Monday 31 December 2007

Another stone

This stone is taking some moving. I'm still very ambivalent about whether it was justifiable for anyone to make the decision for BLPT not to respond to me regarding my complaint, even in the supposed interests of my mental health.

So many past messages have been triggered by this. There's considerable vulnerability for me around the issue of being ignored. There were rules I learnt very thoroughly in childhood, and did not question for many years. Only in therapy sessions did I unpack that box of rules - and only then could I look at whether it was "right" or "helpful" for certain of those rules to have been taught. The conclusions I came to were that no, it was not helpful that I was not allowed to express my views if they disagreed with those of adults around me. The messages I was given around not expressing my emotions were not healthy ones either.
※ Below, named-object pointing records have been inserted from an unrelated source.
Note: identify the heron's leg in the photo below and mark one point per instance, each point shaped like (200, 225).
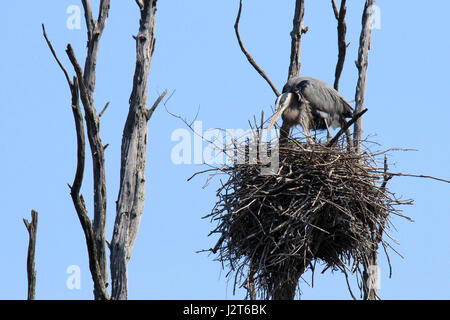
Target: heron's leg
(328, 130)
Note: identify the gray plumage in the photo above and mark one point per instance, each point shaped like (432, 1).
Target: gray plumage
(311, 103)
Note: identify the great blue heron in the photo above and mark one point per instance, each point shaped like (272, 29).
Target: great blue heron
(312, 104)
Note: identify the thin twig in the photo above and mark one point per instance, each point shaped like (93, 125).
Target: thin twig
(103, 110)
(342, 46)
(31, 272)
(249, 57)
(155, 104)
(345, 127)
(361, 64)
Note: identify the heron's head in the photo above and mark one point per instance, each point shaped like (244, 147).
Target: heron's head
(282, 102)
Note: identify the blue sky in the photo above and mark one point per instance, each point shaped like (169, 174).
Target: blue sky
(198, 56)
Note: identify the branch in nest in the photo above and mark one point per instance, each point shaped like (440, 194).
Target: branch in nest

Silence - being ignored - not being responded to - these were all sanctions which taught me these particular rules, and it was agreed in therapy that silence used as a weapon was not helpful in my experience.

So how, then, do I reconcile those messages of therapy with what has happened recently? How do I reconcile my understanding that refusing to allow a child to express their emotions and opinions is not a healthy state, with the actions of an organisation which exists to provide care and yet refuses to acknowledge my opinions and emotions? How do I reconcile the use of silence as a tool being unhealthy in one situation and healthy in another?

Equally, the person who helped me to see that these childhood rules were ones which were not helpful and which could be discarded now was the same person who gave clinical advice to ignore me. I don't know how to reconcile that either. I'm grappling with my fragile belief that I have a right to be heard, while at the same time recognising that others are deciding on my behalf that I should not be acknowledged.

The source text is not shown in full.